マクシミリアンの家から戻って来て、クラウディアはどっとお気に入りのソファに崩れ落ちた。


気づいたら勝手に言葉が出ていた。植物について語っている時の、はつらつとした横顔を見ているうちに、もっと自由に動けたらどこまで輝けるだろうとそんなことを考えてしまった。理性と行動が一致しないなんて初めての体験だった。一体何が起きたのか。


(はあ~でも陛下がそこまで入念に保護してるとなれば訳アリよね。これは藪蛇かも。下手したら陛下の逆鱗に触れて一転国外追放なんてなったら……いけないいけない。とにかく波風立てないようにこっそり情報を集めてみよう)


本人に尋ねるのはまだためらわれた。会って間もないのに根掘り葉掘り質問するなんて恐れ多くてできない。となれば、彼女の持っているコネクションを使うしかない。まずは王都にいるグランに手紙を書いた。


グラン・グレンジャーは、クラウディアの数少ない友人の一人である。子爵家の次男で、グレンジャー家と言えば、数代前に博打で資産が枯渇して破産寸前となっていたが、先代が手掛けた商売が大当たりして持ち直した逸話が有名だ。そのため、現在は金銭的に困ることはないが、周りの貴族たちからは「貴族が商売をするなんて」と小ばかにされていた。グランはかなり頭が切れるが、そういった理由と次男坊というのも手伝って、学園内では目立たない存在だった。そんな彼を見込み、自分の陣営に引き込んだのがクラウディアだった。貴族にありがちな堅苦しさを捨てて好き放題言える気の置けない友人だ。


几帳面なグランらしく返事はすぐに届いた。


「さすがお嬢様、持ってるねー。転んでもただでは起きないというか、おとなしいと思ってたら、いつの間にか王子を拾っていたとは。いや、拾われたのか。マクシミリアン殿下のことは限られた人しか知らないようだ。アレックス殿下は当然知ってるだろうけど。そういう訳で余り期待に応えることはできないんだけど、分かったのは、亡くなられた奥方と国王陛下はとても仲睦まじかったこと。奥方が崩御された時陛下の悲しみは尋常じゃなくて一時期は憔悴しきっていたこと。なぜ陛下がマクシミリアン殿下をかくまっているかははっきりしないけど、どうやら『落ちこぼれ王子』『ダメ王子』のレッテルを貼られて、そんな中傷から息子を守っているのではないかという話があった。何でも身体が弱くて病気がちだったのと、気が弱かったから王の器には相応しくないと判断されたのかもな。愛する奥方の忘れ形見だからつい守ってやりたくなるのかも。また何か分かったら連絡するよ。こっちではお嬢様人気者になってるから早く戻って来いよ。じゃあまた」


(期待したほどの情報はないわね。まあ国王にバレないようにそっとやれというのもなかなか難しいのは確か……それはともかく、『落ちこぼれ王子』『ダメ王子』そんな風に呼ばれていたの? 確かに、アレックス殿下と比べると対照的だけど、マクシミリアン殿下は婚約者を裏切ったりしないだろうし……ああっいけない。また腹が立ってきた!)

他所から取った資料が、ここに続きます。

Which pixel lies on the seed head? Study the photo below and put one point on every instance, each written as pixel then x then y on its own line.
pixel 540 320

 マクシミリアンの「植物学者になりたい」という希望を叶えてやるには、最終的に大学に進学する必要がある。大学に入るにはクラウディア達も通う学園を出ないといけない。学園はマール王国でいうところの「上級学校」の一つで、16歳から19歳までの4年制である。クラウディアやアレックス達は皆17歳だから現在2年生、マクシミリアンも同い年のはずだ。平民も通える上級学校は全国各地に点在するが、王侯貴族が通う上級学校は王都に一つだけある「学園」のみである。唯一にして特別な存在としてただ「学園」とだけ呼ばれる。マクシミリアンは王族だから、学園しか選択肢がない。だがその学園が厄介なのだ。

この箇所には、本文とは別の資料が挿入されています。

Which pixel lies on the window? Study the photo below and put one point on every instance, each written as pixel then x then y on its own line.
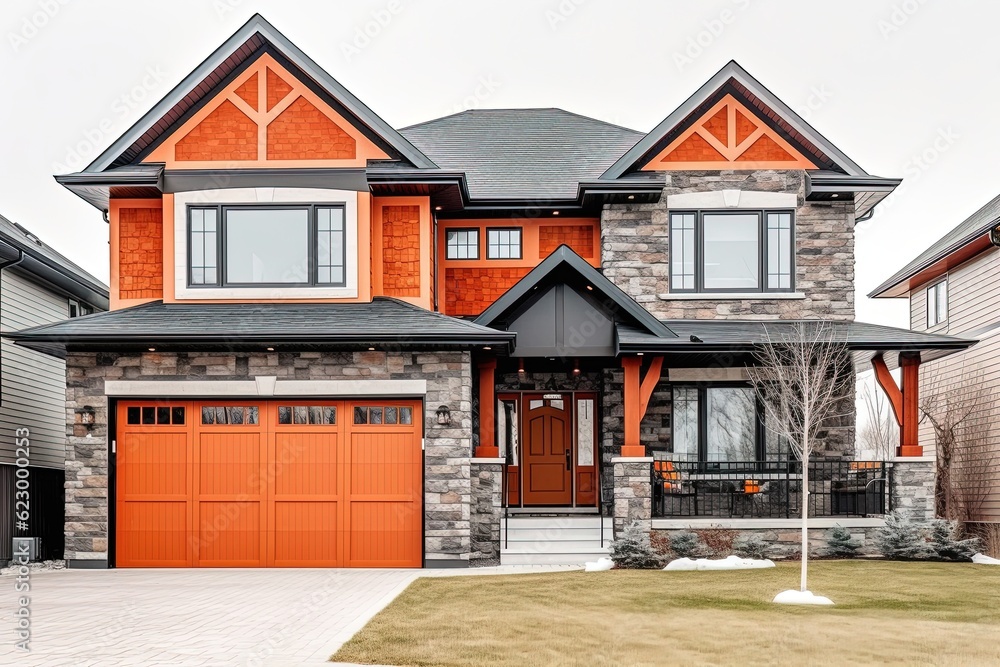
pixel 937 303
pixel 78 309
pixel 462 244
pixel 266 245
pixel 722 424
pixel 731 251
pixel 503 243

(あそこは一癖も二癖もある伏魔殿なのよ! あのピュアすぎる殿下にとっては!!)


 貴族の子弟は、ほぼ皆学園に入る。成績優秀者は当然羨望の的になるが、実際に大学に進む者は研究の道を志すごく一部だけだ。武芸に秀でた者は騎士団に入ることが多い。大体は学園を出た後家を継いだり、王都で政務に当たったり、これは一段低く見られるが商売を始める者もいた。一方女子は、在学中にお見合いを済ませ卒業後結婚する者が多い。しかしそれは表向きのこと、何より大事なのは、貴族社会で生き残るための駆け引きを学ぶことにある。これを習得しないと生き馬の目を抜く貴族社会では生きていくことができない。貴族らしい遠回しな言い方も、手の回し方も、ライバルを蹴落とす手法も、みなこの学園にいる間に学ぶのだ。


(このわたくしですら足元を掬われるのだから、今まで貴族のあくどさから無縁だった殿下が何の対策もせずに学園に入ったら、悪い奴らに目を付けられてあっという間に骨までしゃぶられてしまうわ! そんなのダメ! ゼッタイ!)


 打てる手は少なそうだが、それでも貴族社会のイロハを叩き込む必要がある。第一、王子という身分にもかかわらず、マクシミリアンが貴族の作法一つ教えられていないのには驚いた。国王は本気で息子を王室とは無縁の存在にしたいと思っているに違いない。


(でも学園に入るからには作法は覚えなきゃダメよ。いくら王族でも馬鹿にされる。一定のマナーはあるみたいだけど、ダンスは全然知らなそうね。そうそう、貴族社会についての知識も身に付けなければ。どうしよう、課題が多すぎる)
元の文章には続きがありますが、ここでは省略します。